Il paradosso culturale
Il Governo ha messo l’una contro l’altra due agenzie culturali di grande rilevanza, la scuola elementare e l’istituto musicale. Come se la morte della prima possa rappresentare la vita della seconda. “Mors tua vita mea”, siamo di nuovo ai tempi dei gladiatori e questa logica fa del male, molto male, sia all’una che all’altra istituzione. Se il governo vuole dare forza e sostanza all’Istituto Musicale il modo è semplice: occorre liberare gli insegnanti dal sistema della precarietà, creando i presupposti per trasformarlo in una vera e propria scuola curriculare. Un progetto serio ha bisogno di aule di musica, che sono cosa diversa dalle aule di una scuola elementare, ed almeno un auditorium che è molto diverso da una palestra.
Il paradosso demografico
Il governo vuol chiudere Città perché c’è il calo delle nascite. Il crollo di un terzo della natalità negli ultimi 10 anni non riguarda solo Città e Murata, ma apre una ferita che riguarda già da domani i Castelli di Faetano, Chiesanuova e Montegiardino e nel prossimo futuro anche altri plessi. Di fatto la scelta che il Governo ci propone avrà come logica conseguenza quello della chiusura di altre scuole elementari e dell’infanzia sul territorio. Basare queste scelte su questioni numeriche impedisce alla scuola di fare un passo avanti verso una nuova didattica.

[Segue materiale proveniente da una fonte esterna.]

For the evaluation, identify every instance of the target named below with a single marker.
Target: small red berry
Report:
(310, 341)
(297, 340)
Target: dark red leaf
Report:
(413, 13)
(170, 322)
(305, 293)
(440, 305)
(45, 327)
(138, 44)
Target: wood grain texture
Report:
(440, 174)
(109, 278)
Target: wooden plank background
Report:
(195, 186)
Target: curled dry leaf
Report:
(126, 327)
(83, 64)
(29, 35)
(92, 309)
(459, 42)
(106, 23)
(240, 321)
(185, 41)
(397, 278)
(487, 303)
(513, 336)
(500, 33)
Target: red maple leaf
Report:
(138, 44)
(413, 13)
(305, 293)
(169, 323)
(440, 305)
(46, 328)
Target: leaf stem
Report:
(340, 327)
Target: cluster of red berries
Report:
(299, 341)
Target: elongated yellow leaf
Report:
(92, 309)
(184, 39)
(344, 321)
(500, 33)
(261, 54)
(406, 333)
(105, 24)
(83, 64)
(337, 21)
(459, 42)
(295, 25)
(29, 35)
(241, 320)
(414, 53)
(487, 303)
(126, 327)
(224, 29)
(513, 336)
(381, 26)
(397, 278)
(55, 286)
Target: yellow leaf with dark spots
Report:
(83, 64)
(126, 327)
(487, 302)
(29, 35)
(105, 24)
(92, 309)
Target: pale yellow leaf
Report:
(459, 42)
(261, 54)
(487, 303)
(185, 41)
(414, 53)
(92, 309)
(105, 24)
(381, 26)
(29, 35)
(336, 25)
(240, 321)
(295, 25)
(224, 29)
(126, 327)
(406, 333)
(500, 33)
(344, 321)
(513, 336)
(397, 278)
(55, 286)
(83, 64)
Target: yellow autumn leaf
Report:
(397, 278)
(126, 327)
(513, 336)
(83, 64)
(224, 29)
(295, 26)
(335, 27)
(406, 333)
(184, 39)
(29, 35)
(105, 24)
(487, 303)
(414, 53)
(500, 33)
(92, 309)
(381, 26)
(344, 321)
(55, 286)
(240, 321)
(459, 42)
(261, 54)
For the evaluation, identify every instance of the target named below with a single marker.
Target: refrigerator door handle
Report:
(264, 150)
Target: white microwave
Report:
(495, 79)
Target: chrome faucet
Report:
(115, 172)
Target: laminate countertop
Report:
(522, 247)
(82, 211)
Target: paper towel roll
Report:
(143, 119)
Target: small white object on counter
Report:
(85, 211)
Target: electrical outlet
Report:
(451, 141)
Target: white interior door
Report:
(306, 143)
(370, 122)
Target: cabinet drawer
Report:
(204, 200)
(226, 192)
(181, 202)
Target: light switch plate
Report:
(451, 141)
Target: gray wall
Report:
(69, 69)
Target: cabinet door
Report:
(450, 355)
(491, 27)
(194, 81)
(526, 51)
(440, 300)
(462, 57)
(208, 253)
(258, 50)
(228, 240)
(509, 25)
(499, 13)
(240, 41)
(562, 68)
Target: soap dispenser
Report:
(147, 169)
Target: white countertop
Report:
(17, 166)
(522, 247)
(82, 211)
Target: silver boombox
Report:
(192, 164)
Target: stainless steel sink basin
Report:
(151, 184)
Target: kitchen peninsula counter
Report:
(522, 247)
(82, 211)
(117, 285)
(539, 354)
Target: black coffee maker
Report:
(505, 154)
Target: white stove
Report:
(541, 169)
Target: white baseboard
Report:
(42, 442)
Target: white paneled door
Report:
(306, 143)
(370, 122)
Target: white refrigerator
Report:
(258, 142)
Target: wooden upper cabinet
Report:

Il quinto paradosso, il più grave, quello didattico
Il governo dice di voler chiudere Città basandosi su un documento che invece è stato scritto per l’esatto contrario e cioè per tenere aperta Città, ma anche Faetano, Montegiardino, Chiesanuova.
Un documento che mira espressamente a dare le indicazioni per un modello di scuola a classi aperte e gruppi misti che affronti il problema demografico e contemporaneamente avvii la scuola verso le opportunità che apre la nuova didattica.
Il progetto non è la chiusura dei plessi, ma l’avvio di una sperimentazione didattica dove i bambini possono usufruire di un ambiente di apprendimento più favorevole rispetto alle classi chiuse di vecchia concezione, ed acquisire competenze relazionali e non solo nozioni.
Questo è l’orientamento espresso non solo per rispondere al calo demografico e alla formazione di classi con pochi alunni, ma soprattutto per far fare alla scuola un passo in avanti verso l’apprendimento autonomo, l’analisi e la riflessione critica, l’ascolto e l’osservazione, l’empatia, la riflessione critica, la flessibilità e l’adattabilità, le attitudini linguistiche comunicative e plurilingui, l’attitudine alla cooperazione e alla risoluzione dei conflitti.
Nulla di tutto questo nelle motivazioni del Governo, ma solo un’apparente esigenza di conservazione dei numeri minimi che poco ha a che fare con il futuro dei bambini.